Sunday, December 5, 2010

A Rant Inspired by a Eli Wiesel Quote

I have posted this quote before, but I am using it for a paper I am writing and have been reminded on how much I love it. Eli Wiesel knows the reality of the evil in this world more than anyone and remains faithful. In my often very comfortable world I am not forced to deal with life in a meaningful, deep, or "below the surface," fashion.

I think this why I am so drawn to communities that are ridden with injustices and visibly oppressed. Unless you become completely numb to your context you have to ask questions and are forced to reconcile the way you think about God with the pain and suffering that is upon you or others in your context. You do not have to dig through layers of separation, meaningless stuff, and layers of comfort to get to the real rub of life. I forget. I forget that the majority of the world does not live in the same physical and economic comfort or peace that I am blessed to live in. Blessed? but.. are the poor the blessed? So often we thank God for the comforts his provides us; food, clothes, friends, family, a house, money to pay the bills. But are those who are not guaranteed the formerly mentioned on a daily basis the blessed ones? In their need is space to rely on God, to see God tangible move, and ultimately more opportunity to know better their creator. Which I have often thought is the ultimate goal of following Christ.

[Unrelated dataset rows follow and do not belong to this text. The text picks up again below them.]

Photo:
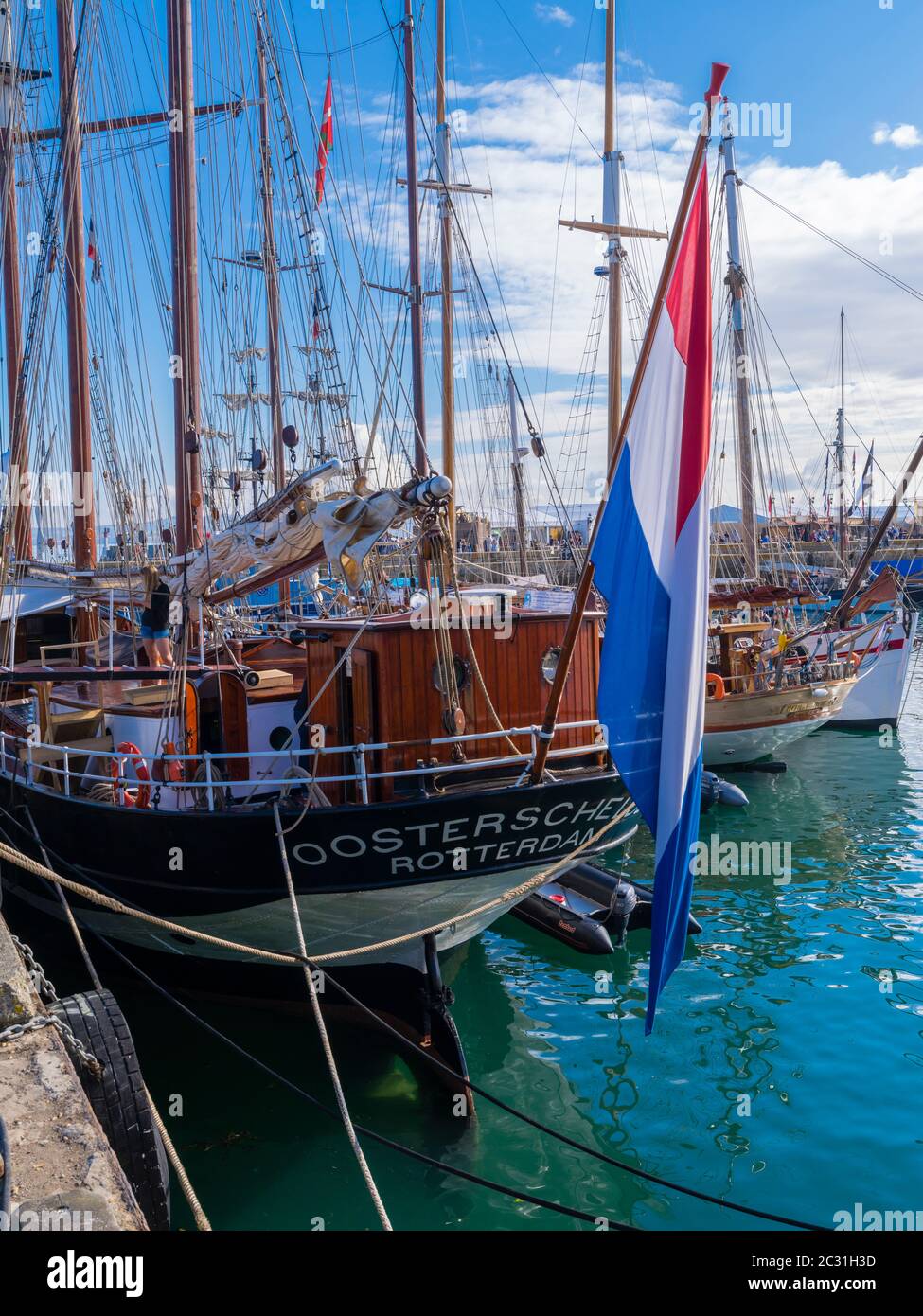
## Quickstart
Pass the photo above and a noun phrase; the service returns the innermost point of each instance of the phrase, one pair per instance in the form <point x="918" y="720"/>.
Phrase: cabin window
<point x="279" y="738"/>
<point x="441" y="677"/>
<point x="549" y="664"/>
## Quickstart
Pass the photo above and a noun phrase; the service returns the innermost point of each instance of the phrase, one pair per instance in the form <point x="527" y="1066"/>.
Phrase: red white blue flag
<point x="94" y="254"/>
<point x="650" y="562"/>
<point x="326" y="142"/>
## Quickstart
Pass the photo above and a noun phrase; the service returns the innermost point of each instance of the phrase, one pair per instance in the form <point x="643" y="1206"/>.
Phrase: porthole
<point x="462" y="675"/>
<point x="549" y="664"/>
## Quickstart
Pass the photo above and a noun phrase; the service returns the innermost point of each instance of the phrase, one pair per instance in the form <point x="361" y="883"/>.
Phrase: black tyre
<point x="118" y="1099"/>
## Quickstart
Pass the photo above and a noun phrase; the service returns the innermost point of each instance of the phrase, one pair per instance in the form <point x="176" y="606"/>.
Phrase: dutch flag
<point x="650" y="560"/>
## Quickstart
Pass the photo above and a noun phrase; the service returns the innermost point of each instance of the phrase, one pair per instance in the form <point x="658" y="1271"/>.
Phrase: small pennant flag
<point x="94" y="254"/>
<point x="326" y="144"/>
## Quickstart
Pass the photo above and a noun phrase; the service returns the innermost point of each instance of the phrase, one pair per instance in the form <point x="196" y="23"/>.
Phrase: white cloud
<point x="905" y="135"/>
<point x="521" y="137"/>
<point x="555" y="13"/>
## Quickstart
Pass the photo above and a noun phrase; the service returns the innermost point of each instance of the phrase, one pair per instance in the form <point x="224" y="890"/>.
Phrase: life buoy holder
<point x="140" y="798"/>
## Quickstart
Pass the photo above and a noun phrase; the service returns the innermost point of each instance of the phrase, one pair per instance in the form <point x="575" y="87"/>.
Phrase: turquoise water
<point x="785" y="1072"/>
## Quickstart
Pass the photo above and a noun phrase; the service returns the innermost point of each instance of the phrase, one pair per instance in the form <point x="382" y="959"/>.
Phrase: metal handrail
<point x="363" y="775"/>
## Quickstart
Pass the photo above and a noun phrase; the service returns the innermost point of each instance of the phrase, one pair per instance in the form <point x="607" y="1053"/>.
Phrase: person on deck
<point x="155" y="618"/>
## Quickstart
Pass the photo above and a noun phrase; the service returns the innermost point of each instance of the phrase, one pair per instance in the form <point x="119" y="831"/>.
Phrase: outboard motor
<point x="717" y="791"/>
<point x="624" y="903"/>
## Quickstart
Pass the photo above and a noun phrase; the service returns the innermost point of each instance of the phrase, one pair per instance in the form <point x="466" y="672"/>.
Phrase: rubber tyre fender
<point x="118" y="1099"/>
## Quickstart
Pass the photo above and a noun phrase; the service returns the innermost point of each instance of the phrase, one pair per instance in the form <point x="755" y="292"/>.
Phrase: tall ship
<point x="373" y="736"/>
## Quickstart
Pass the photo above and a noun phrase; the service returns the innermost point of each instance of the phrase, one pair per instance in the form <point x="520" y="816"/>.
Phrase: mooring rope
<point x="172" y="1154"/>
<point x="518" y="1195"/>
<point x="326" y="1039"/>
<point x="280" y="957"/>
<point x="202" y="1220"/>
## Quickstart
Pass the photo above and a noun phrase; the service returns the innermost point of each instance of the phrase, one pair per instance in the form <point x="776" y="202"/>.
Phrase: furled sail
<point x="299" y="520"/>
<point x="240" y="401"/>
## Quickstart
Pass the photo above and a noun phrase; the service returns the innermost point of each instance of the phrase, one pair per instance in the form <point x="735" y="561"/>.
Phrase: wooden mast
<point x="518" y="485"/>
<point x="843" y="529"/>
<point x="444" y="169"/>
<point x="78" y="347"/>
<point x="12" y="299"/>
<point x="415" y="270"/>
<point x="855" y="582"/>
<point x="185" y="277"/>
<point x="270" y="270"/>
<point x="585" y="584"/>
<point x="613" y="230"/>
<point x="737" y="283"/>
<point x="612" y="215"/>
<point x="272" y="276"/>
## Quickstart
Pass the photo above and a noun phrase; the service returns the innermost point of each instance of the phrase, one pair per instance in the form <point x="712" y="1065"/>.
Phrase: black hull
<point x="222" y="874"/>
<point x="184" y="863"/>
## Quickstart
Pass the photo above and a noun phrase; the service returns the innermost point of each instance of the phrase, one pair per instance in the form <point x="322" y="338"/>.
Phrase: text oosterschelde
<point x="460" y="844"/>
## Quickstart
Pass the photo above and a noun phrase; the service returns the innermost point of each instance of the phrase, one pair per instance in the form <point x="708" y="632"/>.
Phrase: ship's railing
<point x="764" y="681"/>
<point x="208" y="775"/>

But. Few would disagree with me here (or maybe they would and please do). But it is hard to disagree with the empirical evidence in the Gospels that what I am saying is not something at all profound or new but a simple truth that I stole form some guy names Jesus (like we say in young life some guy...).

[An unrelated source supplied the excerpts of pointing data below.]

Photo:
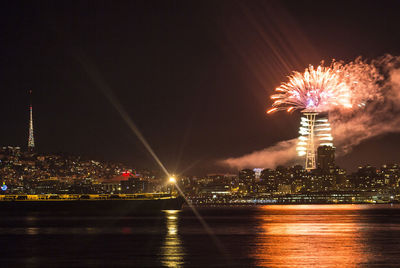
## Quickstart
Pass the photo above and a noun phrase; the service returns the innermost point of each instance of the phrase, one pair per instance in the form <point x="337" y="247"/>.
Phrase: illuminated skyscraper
<point x="31" y="140"/>
<point x="325" y="158"/>
<point x="314" y="131"/>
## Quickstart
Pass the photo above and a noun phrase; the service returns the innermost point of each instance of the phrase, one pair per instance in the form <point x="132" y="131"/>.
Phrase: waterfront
<point x="264" y="236"/>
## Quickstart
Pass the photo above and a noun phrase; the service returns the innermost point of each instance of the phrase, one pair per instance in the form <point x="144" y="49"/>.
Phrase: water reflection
<point x="309" y="236"/>
<point x="172" y="254"/>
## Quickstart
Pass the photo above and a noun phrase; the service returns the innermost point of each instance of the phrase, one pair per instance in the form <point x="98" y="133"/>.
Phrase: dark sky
<point x="194" y="76"/>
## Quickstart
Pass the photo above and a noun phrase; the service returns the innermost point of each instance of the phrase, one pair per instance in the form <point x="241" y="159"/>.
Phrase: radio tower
<point x="31" y="140"/>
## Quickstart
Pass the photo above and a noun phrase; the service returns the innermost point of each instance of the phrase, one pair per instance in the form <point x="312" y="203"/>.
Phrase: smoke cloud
<point x="376" y="113"/>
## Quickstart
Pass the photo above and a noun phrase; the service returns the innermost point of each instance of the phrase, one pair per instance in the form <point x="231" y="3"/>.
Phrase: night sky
<point x="194" y="76"/>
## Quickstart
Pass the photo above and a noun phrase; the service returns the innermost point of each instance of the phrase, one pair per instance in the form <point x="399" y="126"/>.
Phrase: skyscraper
<point x="31" y="140"/>
<point x="326" y="158"/>
<point x="314" y="131"/>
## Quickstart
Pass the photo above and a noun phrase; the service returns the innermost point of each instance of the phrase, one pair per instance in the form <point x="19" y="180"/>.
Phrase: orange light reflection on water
<point x="309" y="235"/>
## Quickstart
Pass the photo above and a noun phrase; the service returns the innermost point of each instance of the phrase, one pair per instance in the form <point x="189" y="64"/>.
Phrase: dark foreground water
<point x="268" y="236"/>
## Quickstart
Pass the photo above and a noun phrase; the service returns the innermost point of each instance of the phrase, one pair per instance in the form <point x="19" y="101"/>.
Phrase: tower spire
<point x="31" y="140"/>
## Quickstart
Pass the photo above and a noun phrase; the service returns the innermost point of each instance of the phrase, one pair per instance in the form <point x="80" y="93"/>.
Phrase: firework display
<point x="318" y="91"/>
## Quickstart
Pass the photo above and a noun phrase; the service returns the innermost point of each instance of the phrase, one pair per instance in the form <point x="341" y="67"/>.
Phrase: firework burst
<point x="317" y="89"/>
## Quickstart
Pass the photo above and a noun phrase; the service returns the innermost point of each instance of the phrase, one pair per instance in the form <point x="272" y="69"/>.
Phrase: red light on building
<point x="126" y="173"/>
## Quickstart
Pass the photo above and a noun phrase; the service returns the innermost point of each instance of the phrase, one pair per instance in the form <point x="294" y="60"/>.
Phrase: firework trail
<point x="361" y="98"/>
<point x="322" y="89"/>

So what happens, why do I not live in to this reality more? Serious mental justification gymnastics.

Rather than following Jesus into the uncomfortable we use Jesus to justify what is comfortable.

Shoot. I was just going to share a quote and I haven't even done that yet. I am not even sure if this has relevance to where my rant ended up but it was what the original spark of this conversation I decided to have with myself and then share with you.

Who says that the essential question has an answer? The essence of man is to be a question, and the essence of a question is to be without an answer?

But to say, "What is God? What is the World? What is my friend?" is to say that I have someone to talk to, someone to ask a question of.

The DEPTH, the meaning, the very SALT of man is his constant desire to ask the question ever deeper within himself, to feel ever more INTIMATELY the existence of an unknowable answer.